Despite all the talking they had done, there was still one thing that they hadn't discussed, something she had been afraid to bring up. Because as close as they had grown, there was still that little girl inside who was afraid to disappoint him. But she knew she had waited long enough, and one morning at breakfast, over eggs and toast, he gave her the perfect segue.

“Since your memory is almost completely back now, have you considered when you'll go back to school?” he asked.

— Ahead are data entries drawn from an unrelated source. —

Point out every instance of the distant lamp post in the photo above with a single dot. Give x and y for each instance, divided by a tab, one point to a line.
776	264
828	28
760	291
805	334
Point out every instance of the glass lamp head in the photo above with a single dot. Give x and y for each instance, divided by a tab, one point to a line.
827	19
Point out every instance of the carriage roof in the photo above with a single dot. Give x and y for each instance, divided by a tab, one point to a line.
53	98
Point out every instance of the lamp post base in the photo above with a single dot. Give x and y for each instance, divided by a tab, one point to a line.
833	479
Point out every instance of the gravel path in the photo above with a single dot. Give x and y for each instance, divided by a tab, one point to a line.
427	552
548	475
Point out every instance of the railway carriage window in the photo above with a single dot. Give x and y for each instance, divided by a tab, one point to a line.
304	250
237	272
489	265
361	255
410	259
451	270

She was suddenly so nervous that the juice she was drinking got caught in her throat. It was now or never.

“Not really,” she said, then thought,
Come on, Mel, be
brave. Just tell him the truth.
“The thing is, I don't want to go back. I don't want to be a lawyer.”

He shrugged and said, “Okay,” then he took a drink of his juice and went back to eating.

She was so stunned her mouth actually fell open. All that worrying, all the agonizing she had done over this, and all he had to say was
okay?

She set her fork down beside her plate. “Is that it?”

He looked up from the toast he was spreading jam on. “Is what it?”

“I say I don't want to be a lawyer and all you say is okay?

He shrugged. “What do you want me to say?”

“After you spent all that money on law-school tuition, doesn't it upset you that I'm just going to throw my education away?”

“Not really. An education isn't worth much if you aren't happy in what you're doing.”

If she had known he would be so understanding she would have told him the truth months and months ago. She thought of all the time she had wasted on a career path that had been going nowhere. If only she'd had the courage to open up to him.

“Do you have any idea what you might want to do?” he asked.

The million-dollar question.

“I think so.”

When she didn't elaborate he said, “Would you like to tell me?”

She fidgeted with her toast, eyes on her plate. “I was thinking, maybe I can stay home for a while.”

“That's fine. It isn't like you
need
to work.”

“Maybe I could do something here, instead of an outside job.”

“Like a home business?”

“Sort of.”
Just say it, Mel. Spit it out.
“But one that involves things like midnight feedings and diaper changes.”

He brow dipped low. He took a deep breath and exhaled slowly. “Mel, you know I can't—”

“I know. I do. But there's always artificial means. Or even adoption. And I don't mean right now. I would want us to be married first.” He opened his mouth to say something but she held up a hand to stop him. “I know we haven't discussed anything definite, or made plans, and I'm not trying to rush things. I swear. I just wanted to sort of … put it out there, you know, to make sure we're on the same page.”